Yah...not at all actually.
Have you ever watched a class of middle schoolers "run the mile" during PE class? That is me. The kind of running that always looks like the runner is just about to slow down to walking speed, but hasn't quite made the commitment. To avoid looking like a complete fool in this fitness mecca of the world known as Boulder, I have lots of strategies. First, I always have my dog with me so I pretend he is the one who forced me to stop or slow down. If that isn't an option (for example if he is pulling me), I check my non-existent watch and verify my non-existent pace. Is my shoe tied? Ehhh...looks a little loose, I better fix it. Oooh, I am feeling tight, I better stop and stretch (note: stretch quads and calves, much more believable than triceps and biceps).
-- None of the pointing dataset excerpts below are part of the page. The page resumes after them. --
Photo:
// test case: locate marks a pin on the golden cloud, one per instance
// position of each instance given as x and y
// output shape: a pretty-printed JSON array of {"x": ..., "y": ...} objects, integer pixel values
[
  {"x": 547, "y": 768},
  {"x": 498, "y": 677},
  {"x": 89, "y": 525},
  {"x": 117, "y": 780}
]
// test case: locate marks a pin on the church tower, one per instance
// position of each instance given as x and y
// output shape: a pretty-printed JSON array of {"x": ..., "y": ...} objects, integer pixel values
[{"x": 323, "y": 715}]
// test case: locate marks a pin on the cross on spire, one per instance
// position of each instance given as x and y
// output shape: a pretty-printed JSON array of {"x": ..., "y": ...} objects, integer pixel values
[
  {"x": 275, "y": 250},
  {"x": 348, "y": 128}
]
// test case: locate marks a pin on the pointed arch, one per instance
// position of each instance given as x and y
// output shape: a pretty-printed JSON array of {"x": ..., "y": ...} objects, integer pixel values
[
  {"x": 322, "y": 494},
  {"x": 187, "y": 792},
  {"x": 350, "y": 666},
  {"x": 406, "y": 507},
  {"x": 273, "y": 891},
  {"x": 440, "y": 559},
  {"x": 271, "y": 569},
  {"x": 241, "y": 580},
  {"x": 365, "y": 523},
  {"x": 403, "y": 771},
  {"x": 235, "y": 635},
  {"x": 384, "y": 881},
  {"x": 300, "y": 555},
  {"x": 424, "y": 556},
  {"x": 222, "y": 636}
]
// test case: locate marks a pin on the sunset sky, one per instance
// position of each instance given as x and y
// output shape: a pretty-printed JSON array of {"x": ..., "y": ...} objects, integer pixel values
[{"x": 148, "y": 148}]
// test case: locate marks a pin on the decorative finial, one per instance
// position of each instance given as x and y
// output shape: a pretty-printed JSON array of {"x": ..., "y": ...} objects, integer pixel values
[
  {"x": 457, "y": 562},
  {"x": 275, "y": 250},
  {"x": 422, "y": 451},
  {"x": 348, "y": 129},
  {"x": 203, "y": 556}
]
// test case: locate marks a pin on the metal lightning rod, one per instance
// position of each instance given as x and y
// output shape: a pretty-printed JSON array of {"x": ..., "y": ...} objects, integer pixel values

In summary, I get my fitness on. And that is all that really matters. And my dog loves me. Even though I think he makes it pretty clear on our runs that he has doubts about it being called a "run".
Well, enough about running, what about this dish? I was inspired to make this after seeing a Lemony Parmesan Dressing in one of Melissa Clark's recipe for a Lemony Kale Pasta. I decided to use the dressing to flavor up some sauteed kale and quinoa. Top with a poached egg and goat cheese and I am pretty happy.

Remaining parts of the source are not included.